使用转换器对照基准数据集对阿拉伯语方言情感语料库进行注释和评估

情感分析是自然语言处理中的一项任务，旨在识别评论的整体极性，以便进行后续分析。本研究使用了阿拉伯语语音行为和情感分析、阿拉伯语情感推文数据集和 SemEval 基准数据集，以及侧重于摩洛哥方言的摩洛哥情感分析语料库。此外，还创建了现代标准和方言阿拉伯语语料库数据集，并根据现代标准阿拉伯语、摩洛哥阿拉伯方言和混合语言这三种语言类型进行了注释。此外，还在情感层面进行了注释，将情感分为正面、负面和混合情感。数据集的规模从 2000 到 21000 条评论不等。概述了增强情感分类系统的基本方言特征。所提出的方法涉及部署多个采用监督方法的模型，包括发生向量、循环神经网络-长短期记忆和预先训练的变压器模型阿拉伯变压器双向编码器表示法（AraBERT），并辅以生成对抗网络（GAN）的集成。所提议方法的独特之处在于通过手动方式构建和注释方言情感语料库，并仔细研究其主要特征，然后将其用于为经典监督模型提供信息。此外，还使用了 GANs 来拉大所研究类别之间的差距，以增强 AraBERT 所获得的结果。分类测试结果很不错，可以与其他系统进行比较。我们使用上述数据集，与 Mazajak 和 CAMelTools 这两个针对大多数阿拉伯语方言设计的最先进系统进行了评估。结果表明，FNN 明显提高了 30 个百分点。这些结果证实了所提系统的多功能性，证明了它在多方言、多领域数据集以及平衡和不平衡数据集上的有效性。
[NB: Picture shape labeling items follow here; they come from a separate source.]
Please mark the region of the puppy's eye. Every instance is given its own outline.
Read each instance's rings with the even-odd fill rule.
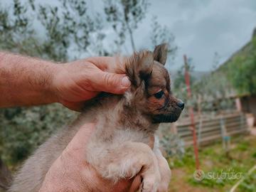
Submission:
[[[154,96],[156,99],[161,99],[163,97],[164,95],[164,92],[161,90],[161,91],[159,91],[158,92],[154,94]]]

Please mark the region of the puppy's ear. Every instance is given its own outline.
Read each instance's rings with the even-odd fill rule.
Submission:
[[[132,84],[136,87],[146,82],[153,70],[153,53],[148,50],[134,53],[125,63],[125,71]]]
[[[167,43],[163,43],[156,46],[155,49],[154,50],[154,60],[164,65],[166,62],[167,52]]]

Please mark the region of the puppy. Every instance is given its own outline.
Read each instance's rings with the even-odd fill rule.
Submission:
[[[167,46],[125,58],[125,73],[132,85],[124,95],[102,93],[87,102],[85,112],[65,129],[50,138],[24,164],[9,192],[37,192],[53,161],[80,127],[97,122],[85,152],[85,160],[105,179],[117,182],[139,174],[141,191],[167,191],[171,171],[154,139],[161,122],[178,119],[184,104],[174,97],[164,68]]]

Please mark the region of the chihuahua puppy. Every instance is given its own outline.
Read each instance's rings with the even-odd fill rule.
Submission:
[[[85,112],[70,126],[43,144],[16,176],[9,192],[38,192],[54,161],[80,127],[97,122],[85,160],[105,179],[117,182],[142,176],[143,192],[167,191],[171,170],[154,139],[161,122],[178,119],[184,104],[171,95],[164,68],[167,45],[154,52],[135,53],[124,59],[132,85],[124,95],[102,93],[87,102]]]

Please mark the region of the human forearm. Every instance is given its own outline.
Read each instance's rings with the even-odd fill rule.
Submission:
[[[52,87],[57,68],[50,62],[0,53],[0,107],[57,102]]]

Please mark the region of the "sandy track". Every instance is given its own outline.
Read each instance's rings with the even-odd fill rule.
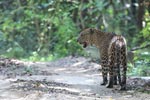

本文章由计算机程序翻译，如有差异，请以英文原文为准。

求助全文

约1分钟内获得全文去求助

来源期刊

Language Resources and Evaluation 工程技术-计算机：跨学科应用

CiteScore

6.50

自引率

3.70%

发文量

审稿时长

>12 weeks

期刊介绍： Language Resources and Evaluation is the first publication devoted to the acquisition, creation, annotation, and use of language resources, together with methods for evaluation of resources, technologies, and applications. Language resources include language data and descriptions in machine readable form used to assist and augment language processing applications, such as written or spoken corpora and lexica, multimodal resources, grammars, terminology or domain specific databases and dictionaries, ontologies, multimedia databases, etc., as well as basic software tools for their acquisition, preparation, annotation, management, customization, and use. Evaluation of language resources concerns assessing the state-of-the-art for a given technology, comparing different approaches to a given problem, assessing the availability of resources and technologies for a given application, benchmarking, and assessing system usability and user satisfaction.